А когда выходит на улицу, думает: нет, такое не заживает. Обман ранит душу больнее всего, и за долгую жизнь не проходит, остается болезненным, неприкасаемым, этот темный, кровоточащий рубец. Человек — очень хрупкая штука. Нужно с первого дня с человеком быть бережным. С его первого чувства, с первого шага. Врать, хитрить с человеком — это даже не смелость, не ум, это трусость, рожденная равнодушием… Мы совсем не удерживаем себя от насмешливого словца, от дурного поступка, словно все еще впереди, время есть, нам простится, еще будет хорошее; нас, и черненьких, кто-то полюбит… Но когда-то в жестокий момент наступает расплата. И тогда, с опозданием, начинаешь и ты понимать, что в душе уже нет той сияющей первозданности, чистоты и что время упущено и теперь никогда уже ничего не исправить.

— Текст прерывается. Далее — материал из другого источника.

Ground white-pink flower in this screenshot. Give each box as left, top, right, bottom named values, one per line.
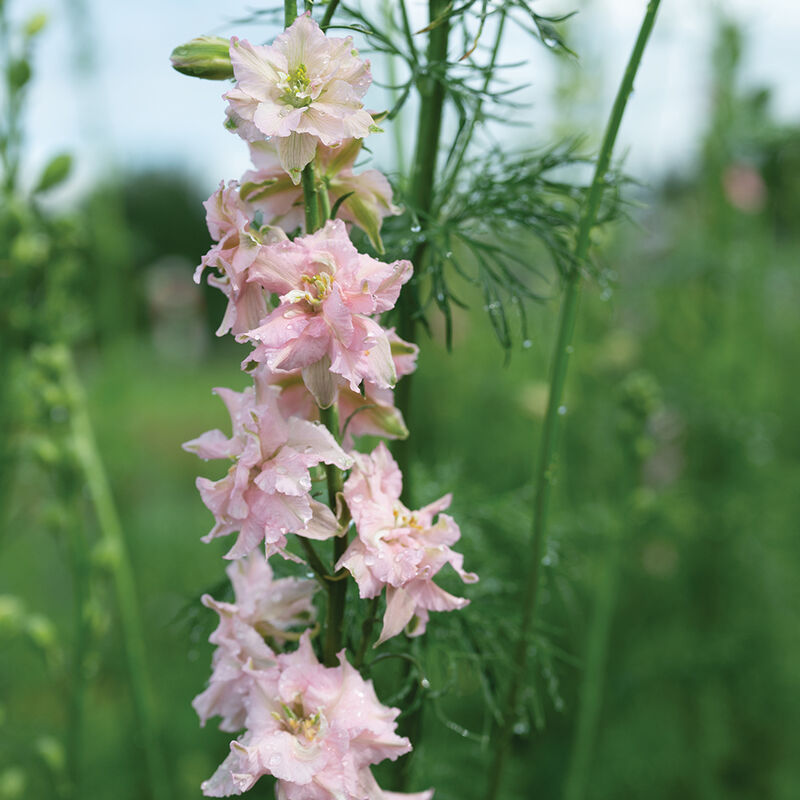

Павел вышел из клиники в мокрый, сеющий снег. Он шагал по бульварам, свернул переулком к метро и, вдохнув эту влажную сырость уходящей зимы, улыбнулся чему-то совсем непонятному в своей жизни: неожиданно захотелось вернуться к столу, прикрытому простынями, под слепящий рефлектор, к сверкающим инструментам: на земле, как и в море, были штормы и бури, и кто-то горел, а кто-то тонул, а он, Павел Горбов, волен теперь — и умеет — возвратить отца детям, жене — мужа, влюбленного — его юной невесте, дочь — отцу, а Лизе, лежащей сейчас одиноко во тьме, — ее радость и веру в хорошую, чистую, добрую жизнь. От сознания этого ему сделалось радостно и легко на душе.